Chemical and physical data
- Formula: C_{20}H_{12}O_{5}
- Molar mass: 332.311 g·mol^{−1}
- 3D model (JSmol): Interactive image;
- SMILES C1=CC=C2C(=C1)C(=O)OC23C4=C(C=C(C=C4)O)OC5=C3C=CC(=C5)O;
- InChI InChI=1S/C20H12O5/c21-11-5-7-15-17(9-11)24-18-10-12(22)6-8-16(18)20(15)14-4-2-1-3-13(14)19(23)25-20/h1-10,21-22H; Key:GNBHRKFJIUUOQI-UHFFFAOYSA-N;

= Fluorescein (medical use) =

Pharmaceutical drug

Fluorescein sodium, the sodium salt of fluorescein, is used to help in the diagnosis of a number of eye problems. When applied as a drop or within a strip of paper to the surface of the eye it is used to help detect eye injuries such as foreign bodies and corneal abrasions. When given by mouth or injection into a vein it is used to help evaluate the blood vessels in the back of the eye during fluorescein angiography.

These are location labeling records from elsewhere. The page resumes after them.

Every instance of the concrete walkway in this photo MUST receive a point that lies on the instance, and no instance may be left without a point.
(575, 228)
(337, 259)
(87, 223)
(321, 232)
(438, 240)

When applied to the surface of the eye, side effects may include a brief period of blurry vision and discoloration of contact lenses of the soft type. When used by mouth or injection, side effects may include headache, nausea, and a change to the color of the skin for a brief period of time. Following application of fluorescein to the eye (such as to check for corneal scratches), the dye mixes with tears, flows through the nasolacrimal duct, and enters the nasal cavity, coloring any mucus present. The dye typically lasts a few minutes to 1–2 hours before washing out from the eye. Allergic reactions may rarely occur. Fluorescein is a dye which is taken up by damaged cornea such that the area appears green under cobalt blue light. There is also a version that comes premixed with lidocaine.

Fluorescein was first made in 1871. It is on the World Health Organization's List of Essential Medicines.

==Brand names==
It is also sold as a combination drug with oxybuprocaine under the brand name Altafluor Benox.

==Other animals==
It is also sometimes administered to pets in multi-pet environments to determine which pet needs behavioral modification.